Eğitmen ve Yazar Nagihan Şanlı

Mutluluğu Haramda Arayana Mutluluk Haram Olur

Nedir bu mutluluk?

Peşinden ömür verdiğimiz, uğruna yollara düştüğümüz, eksik kaldığımızda içimizi ezen bu his… Mutluluk, anlık hazlar mıdır? Ulaşınca kaybolan hedefler mi?
Yoksa içimizde derin bir yere dokunan, yaratılışımıza uygun yaşamanın huzuru mudur?
Cenneten gelen insan, fıtratı gereği mutluluğu ister. Ancak bu isteğin yöneldiği yer, arayışın kaderini belirler. Çünkü mutluluğu nerede aradığın, ne bulacağını belirler.
Bugün modern dünya, mutluluğu paranın, bedenin, zevkin, şehvetin, şöhretin ve kontrolsüz özgürlüğün arkasına sakladı. Halbuki bu yolların çoğu, insanı yaratılışın özünden uzaklaştırır.

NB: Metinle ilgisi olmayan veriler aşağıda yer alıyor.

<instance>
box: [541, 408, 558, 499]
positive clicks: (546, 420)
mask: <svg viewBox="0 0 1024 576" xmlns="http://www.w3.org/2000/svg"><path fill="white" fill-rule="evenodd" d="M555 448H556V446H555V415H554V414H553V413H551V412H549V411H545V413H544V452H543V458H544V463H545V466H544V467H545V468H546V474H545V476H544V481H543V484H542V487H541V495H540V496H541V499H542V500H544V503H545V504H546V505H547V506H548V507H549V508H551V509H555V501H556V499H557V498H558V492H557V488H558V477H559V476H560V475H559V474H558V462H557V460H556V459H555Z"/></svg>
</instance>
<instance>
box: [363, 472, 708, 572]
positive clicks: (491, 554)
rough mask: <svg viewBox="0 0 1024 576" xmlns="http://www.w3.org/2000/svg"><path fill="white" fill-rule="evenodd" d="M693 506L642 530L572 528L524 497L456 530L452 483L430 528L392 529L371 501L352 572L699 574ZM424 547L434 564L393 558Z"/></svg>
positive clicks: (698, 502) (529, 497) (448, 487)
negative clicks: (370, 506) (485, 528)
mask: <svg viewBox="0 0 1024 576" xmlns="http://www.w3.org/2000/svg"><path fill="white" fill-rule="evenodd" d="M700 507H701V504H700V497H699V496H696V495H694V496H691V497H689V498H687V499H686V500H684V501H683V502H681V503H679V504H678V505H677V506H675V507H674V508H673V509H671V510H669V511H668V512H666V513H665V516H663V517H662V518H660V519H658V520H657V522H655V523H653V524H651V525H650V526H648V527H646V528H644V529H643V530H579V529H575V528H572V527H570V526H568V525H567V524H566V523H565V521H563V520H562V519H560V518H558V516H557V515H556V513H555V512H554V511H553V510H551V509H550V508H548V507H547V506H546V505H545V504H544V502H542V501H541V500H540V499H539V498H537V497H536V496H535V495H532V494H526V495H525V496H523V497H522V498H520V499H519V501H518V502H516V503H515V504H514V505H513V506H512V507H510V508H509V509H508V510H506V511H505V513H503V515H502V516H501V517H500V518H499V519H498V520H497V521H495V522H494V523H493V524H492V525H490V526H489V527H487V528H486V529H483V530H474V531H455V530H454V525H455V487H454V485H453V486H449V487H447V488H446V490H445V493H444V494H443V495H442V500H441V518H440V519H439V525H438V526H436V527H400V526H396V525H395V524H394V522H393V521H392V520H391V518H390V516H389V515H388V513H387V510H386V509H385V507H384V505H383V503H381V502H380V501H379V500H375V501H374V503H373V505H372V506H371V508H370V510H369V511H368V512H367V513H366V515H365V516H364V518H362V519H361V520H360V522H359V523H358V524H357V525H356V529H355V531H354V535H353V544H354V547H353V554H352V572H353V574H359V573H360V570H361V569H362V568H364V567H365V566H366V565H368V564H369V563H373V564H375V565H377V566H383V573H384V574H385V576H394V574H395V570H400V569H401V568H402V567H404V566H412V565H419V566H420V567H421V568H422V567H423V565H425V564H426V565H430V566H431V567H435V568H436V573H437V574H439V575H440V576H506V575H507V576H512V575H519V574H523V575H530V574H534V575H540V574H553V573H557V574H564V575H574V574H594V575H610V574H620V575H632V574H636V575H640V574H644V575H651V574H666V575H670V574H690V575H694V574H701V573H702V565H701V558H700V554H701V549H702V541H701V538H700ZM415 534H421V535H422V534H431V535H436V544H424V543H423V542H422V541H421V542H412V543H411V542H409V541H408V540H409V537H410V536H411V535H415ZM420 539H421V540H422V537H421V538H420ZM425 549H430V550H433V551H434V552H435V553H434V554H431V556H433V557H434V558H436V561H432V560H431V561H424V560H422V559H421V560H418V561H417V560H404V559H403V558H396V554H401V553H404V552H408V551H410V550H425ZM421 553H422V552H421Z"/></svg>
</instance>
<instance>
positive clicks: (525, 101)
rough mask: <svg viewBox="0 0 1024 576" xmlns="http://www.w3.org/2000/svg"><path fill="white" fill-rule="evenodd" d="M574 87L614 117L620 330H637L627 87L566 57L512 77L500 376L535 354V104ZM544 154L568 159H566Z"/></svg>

Sonsuz olan insanı sonu olan biç bir şey kalıcı mutlu edemez..
Geçici mutluluklar, görünüşte ışıltılıdır, fakat içinde boşluk vardır. Başta cezbedici gelir, ama geriye çoğu zaman pişmanlık, iç huzursuzluğu ve manevî bir yoksunluk bırakır.
Haram nedir?
Haram, sadece dinî kuralların bir yasaklar listesi değildir. Haram, insanı öz benliğinden, fıtratından, saf ruhundan uzaklaştıran her şeydir. Haram, kısa vadede tatlı, ama uzun vadede yıkıcı olan tercihtir. Haram, nefsin hoşuna gider ama ruhun yükünü artırır.
Dolayısıyla haramda mutluluk aramak, deniz suyu içerek susuzluğu gidermeye çalışmak gibidir. Ne kadar içersen iç, susuzluğun daha da artar.

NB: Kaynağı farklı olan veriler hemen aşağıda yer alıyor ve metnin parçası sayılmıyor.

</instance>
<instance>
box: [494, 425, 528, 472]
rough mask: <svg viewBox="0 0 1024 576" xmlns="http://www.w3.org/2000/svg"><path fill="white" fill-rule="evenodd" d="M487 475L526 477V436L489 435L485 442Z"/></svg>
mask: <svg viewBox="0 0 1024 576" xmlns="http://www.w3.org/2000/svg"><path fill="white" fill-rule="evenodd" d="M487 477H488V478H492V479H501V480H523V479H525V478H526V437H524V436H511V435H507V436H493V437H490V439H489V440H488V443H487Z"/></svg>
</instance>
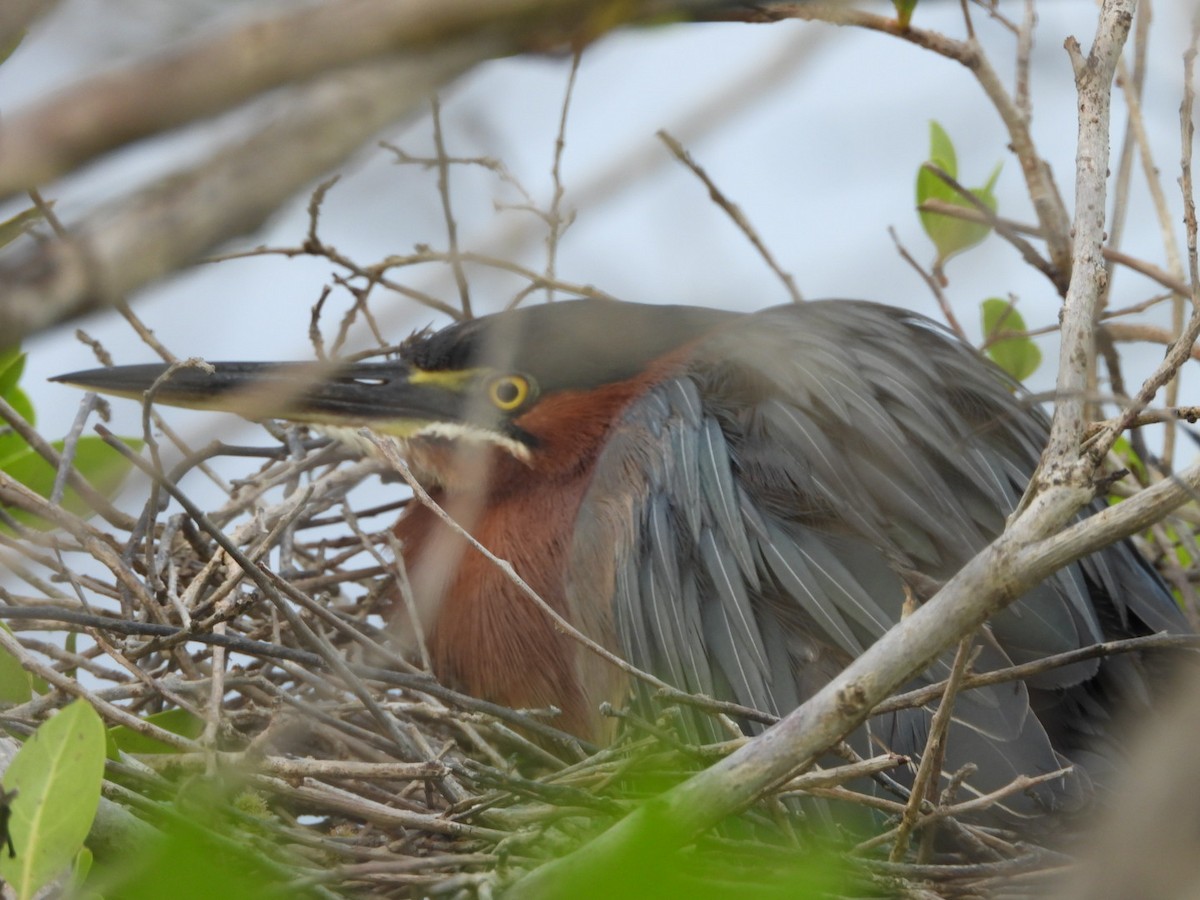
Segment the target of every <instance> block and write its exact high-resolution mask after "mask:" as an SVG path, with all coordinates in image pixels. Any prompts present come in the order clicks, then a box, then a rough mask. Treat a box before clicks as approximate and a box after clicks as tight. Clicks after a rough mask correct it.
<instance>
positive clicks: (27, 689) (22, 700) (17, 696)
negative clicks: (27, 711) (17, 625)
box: [0, 622, 34, 703]
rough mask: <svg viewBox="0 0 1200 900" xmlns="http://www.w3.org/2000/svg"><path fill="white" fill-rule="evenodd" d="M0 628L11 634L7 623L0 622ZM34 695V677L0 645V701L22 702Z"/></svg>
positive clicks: (6, 702)
mask: <svg viewBox="0 0 1200 900" xmlns="http://www.w3.org/2000/svg"><path fill="white" fill-rule="evenodd" d="M0 628H2V629H4V630H5V631H7V632H8V634H10V635H11V634H12V629H11V628H8V624H7V623H5V622H0ZM32 696H34V679H32V677H31V676H30V674H29V672H26V671H25V670H24V668H23V667H22V665H20V662H19V661H18V660H17V658H16V656H13V655H12V654H11V653H8V650H6V649H4V648H2V647H0V701H2V702H5V703H24V702H25V701H28V700H30V698H31V697H32Z"/></svg>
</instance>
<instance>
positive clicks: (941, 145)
mask: <svg viewBox="0 0 1200 900" xmlns="http://www.w3.org/2000/svg"><path fill="white" fill-rule="evenodd" d="M929 167H934V168H936V169H941V170H942V172H944V173H946V174H947V175H949V176H950V178H953V179H955V180H958V156H956V154H955V152H954V144H953V143H952V142H950V138H949V136H948V134H947V133H946V130H944V128H942V126H941V125H938V124H937V122H936V121H931V122H930V124H929V160H928V161H926V162H925V163H923V164H922V166H920V168H918V169H917V205H918V208H919V206H922V205H923V204H925V203H928V202H929V200H941V202H942V203H946V204H950V205H954V206H961V208H962V209H974V206H973V205H972V204H971V203H970V202H968V200H967V199H965V198H964V197H961V196H960V194H959V193H958V191H955V190H954V188H953V187H950V186H949V185H948V184H946V182H944V181H942V179H941V178H938V175H937V174H936V173H935V172H932V170H931V169H930V168H929ZM1000 172H1001V166H1000V164H997V166H996V168H995V169H992V173H991V176H990V178H989V179H988V182H986V184H985V185H984V186H983V187H977V188H973V190H971V193H972V194H973V196H974V197H976V199H978V200H979V202H980V203H982V204H983V205H984V206H985V208H988V209H989V210H991V211H992V212H995V211H996V206H997V204H996V196H995V193H994V190H995V187H996V181H997V179H998V178H1000ZM918 216H919V217H920V224H922V227H923V228H924V229H925V234H928V235H929V238H930V240H932V241H934V246H935V247H936V248H937V263H936V264H935V269H937V270H941V269H942V266H943V265H944V264H946V260H948V259H949V258H950V257H953V256H954V254H955V253H961V252H962V251H964V250H968V248H970V247H973V246H974V245H976V244H978V242H979V241H982V240H983V239H984V238H986V236H988V234H989V233H990V232H991V227H990V226H986V224H982V223H978V222H968V221H966V220H962V218H955V217H953V216H948V215H946V214H943V212H931V211H928V210H923V209H918Z"/></svg>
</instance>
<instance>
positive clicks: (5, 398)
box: [0, 347, 25, 400]
mask: <svg viewBox="0 0 1200 900" xmlns="http://www.w3.org/2000/svg"><path fill="white" fill-rule="evenodd" d="M24 371H25V354H24V353H22V352H20V348H19V347H11V348H10V349H7V350H0V397H4V398H5V400H7V398H8V391H10V390H12V389H13V388H16V386H17V382H19V380H20V373H22V372H24Z"/></svg>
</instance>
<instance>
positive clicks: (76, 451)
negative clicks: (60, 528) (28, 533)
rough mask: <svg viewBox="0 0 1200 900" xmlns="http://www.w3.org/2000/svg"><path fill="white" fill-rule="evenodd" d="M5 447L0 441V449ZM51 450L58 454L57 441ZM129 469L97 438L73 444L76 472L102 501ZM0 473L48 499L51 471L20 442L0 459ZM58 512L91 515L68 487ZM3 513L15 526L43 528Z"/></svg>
mask: <svg viewBox="0 0 1200 900" xmlns="http://www.w3.org/2000/svg"><path fill="white" fill-rule="evenodd" d="M8 437H11V436H8ZM121 442H122V443H124V444H125V445H126V446H128V448H131V449H132V450H134V451H138V450H140V449H142V445H143V443H144V442H142V440H139V439H137V438H121ZM6 443H7V442H5V440H4V439H2V437H0V449H2V448H4V446H5V445H6ZM52 446H53V448H54V449H55V450H58V451H59V452H62V442H61V440H55V442H53V443H52ZM130 466H131V463H130V461H128V460H126V458H125V457H124V456H121V455H120V454H119V452H116V451H115V450H114V449H113V448H110V446H109V445H108V444H106V443H104V442H103V440H102V439H101V438H98V437H95V436H84V437H82V438H79V442H78V443H77V444H76V455H74V468H76V470H77V472H78V473H79V474H80V475H83V476H84V478H85V479H86V480H88V481H89V482H90V484H91V486H92V487H95V488H96V490H97V491H98V492H100V493H101V494H103V496H104V497H112V496H113V494H114V493H116V488H119V487H120V486H121V481H124V480H125V476H126V475H127V474H128V472H130ZM0 470H2V472H5V473H6V474H7V475H10V476H11V478H13V479H16V480H17V481H19V482H20V484H23V485H25V486H26V487H29V488H30V490H31V491H34V492H36V493H38V494H41V496H42V497H49V496H50V492H52V491H53V490H54V478H55V474H56V473H55V470H54V467H53V466H50V464H49V463H48V462H46V460H43V458H42V457H41V456H40V455H38V454H37V451H35V450H34V449H32V448H31V446H29V445H28V444H25V443H24V442H22V443H20V445H19V446H18V448H17V449H16V450H13V451H11V452H10V454H8V455H7V457H0ZM62 508H64V509H66V510H68V511H71V512H73V514H76V515H86V514H89V512H90V511H91V510H90V508H89V506H88V504H86V503H85V502H84V500H83V499H82V498H80V497H79V494H78V493H77V492H76V491H74V490H72V488H71V487H67V490H66V491H65V493H64V496H62ZM6 511H7V512H8V515H11V516H12V517H13V518H16V520H17V521H18V522H24V523H26V524H30V526H34V527H36V528H46V527H47V523H46V522H43V521H42V520H40V518H37V517H36V516H34V515H30V514H29V512H25V511H24V510H18V509H13V508H6ZM0 529H2V526H0Z"/></svg>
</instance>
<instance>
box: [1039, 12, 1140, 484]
mask: <svg viewBox="0 0 1200 900" xmlns="http://www.w3.org/2000/svg"><path fill="white" fill-rule="evenodd" d="M1133 10H1134V0H1105V2H1104V5H1103V6H1102V8H1100V17H1099V22H1098V23H1097V28H1096V38H1094V41H1093V42H1092V49H1091V52H1090V53H1088V55H1087V58H1086V59H1084V58H1082V55H1081V54H1080V49H1079V44H1078V43H1076V42H1075V40H1074V38H1068V41H1067V52H1068V54H1070V58H1072V64H1073V65H1074V68H1075V86H1076V90H1078V94H1079V107H1078V108H1079V145H1078V148H1076V150H1075V224H1074V235H1075V244H1074V251H1073V254H1072V256H1073V260H1072V275H1070V286H1069V287H1068V288H1067V296H1066V301H1064V304H1063V311H1062V329H1061V334H1062V352H1061V354H1060V358H1058V379H1057V384H1056V390H1057V398H1056V403H1055V414H1054V421H1052V422H1051V427H1050V443H1049V445H1048V446H1046V452H1045V455H1044V456H1043V467H1042V470H1040V473H1039V476H1038V479H1037V486H1038V487H1039V488H1042V490H1045V488H1051V487H1054V486H1056V485H1072V486H1074V487H1084V486H1086V485H1087V484H1088V482H1090V480H1091V476H1092V472H1091V469H1092V467H1091V464H1090V463H1088V462H1087V461H1086V460H1084V458H1081V457H1080V456H1079V443H1080V440H1081V439H1082V436H1084V428H1085V427H1086V426H1087V421H1086V419H1085V412H1086V410H1085V404H1086V396H1087V378H1088V373H1090V372H1091V368H1092V359H1093V356H1094V352H1096V348H1094V340H1093V334H1092V330H1093V328H1094V325H1096V313H1097V307H1098V305H1099V300H1100V298H1102V296H1103V295H1104V283H1105V280H1106V277H1108V274H1106V270H1105V265H1104V252H1103V246H1104V214H1105V209H1106V200H1108V193H1106V188H1108V175H1109V116H1110V107H1111V100H1112V97H1111V89H1112V76H1114V73H1115V71H1116V65H1117V60H1118V59H1120V56H1121V48H1122V47H1123V46H1124V42H1126V38H1127V37H1128V35H1129V28H1130V25H1132V23H1133Z"/></svg>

Oysa mutluluğun kaynağı dışarıda değil, içeridedir. İç huzurun olduğu yerde gerçek mutluluk vardır. Ve iç huzur, sadece nefsin değil, ruhun da doyduğu yerlerde yeşerir.
Mutluluk, helalde saklıdır.
Helal, sadece izin verilen değil; insanın hayrına olan, özüne uygun olan, ruhuna iyi gelen şeydir. Helal bir kazanç, helal bir ilişki, helal bir niyet, helal bir gayret…
İşte bunlar kalpte yerleşik ve uzun ömürlü bir mutluluğun zeminidir.
Helalde aranan mutluluk, sadece bir duygu değil bir haldir. Kalbin huzurudur.
Gece yastığa başını koyduğunda içinin rahat olmasıdır. Allah'la barışık yaşamanın verdiği o görünmeyen ama hissedilen güven halidir.
Haram, mutluluğu engelleyen bir perde gibidir.
İnsan ne kadar dua ederse etsin, kalbi haramla örtülüyse, o dua tam yerini bulmaz. Çünkü kalpten çıkanla yaşanan hayat arasında uyumsuzluk vardır.
Haram, kalpteki berraklığı bozar.
Berraklığı bozulan bir kalpten de huzur kayar.
Mutluluğu yaratanda Allah'tır.
O halde Allah'ın razı olmadığı bir hayat tarzında mutluluk arayan, aslında kendi öz hakikatine yabancı düşmüştür.
Allah'tan uzak bir hayatta mutluluk arayan kişiden daha aldanmış kim olabilir?
Zira razı olmadığı bir kuluna Rabbim neden kalıcı huzur nasip etsin? Bu, hem ilahi hikmete hem de kulluğun özüne aykırıdır.
Bu yüzden, mutluluğu haramda arayana, mutluluk haram olur.
Çünkü mutluluk, haramın içinde barınmaz. Orada sadece tatmin var; o da geçici, kırılgan ve bedelli…
O zaman neyi nerde aradığımıza dikkat etmeliyiz.
Neyi arıyorsan, nereye yöneliyorsan, aslında kim olduğunu da şekillendiriyorsun. Mutluluğu Allah'ın razı olduğu yolda arayan, hem dünyada hem ahirette kalıcı bir huzur bulur. Haramla huzur arayan ise kendinden uzaklaşır, huzurdan uzaklaşır.
Unutma, mutluluk dışarıdan değil, içten gelir. Ve o iç, neyle beslendiğine göre ya aydınlanır ya karanlığa gömülür. Haram, iç ışığı söndürür. Helal, iç huzuru yeşertir.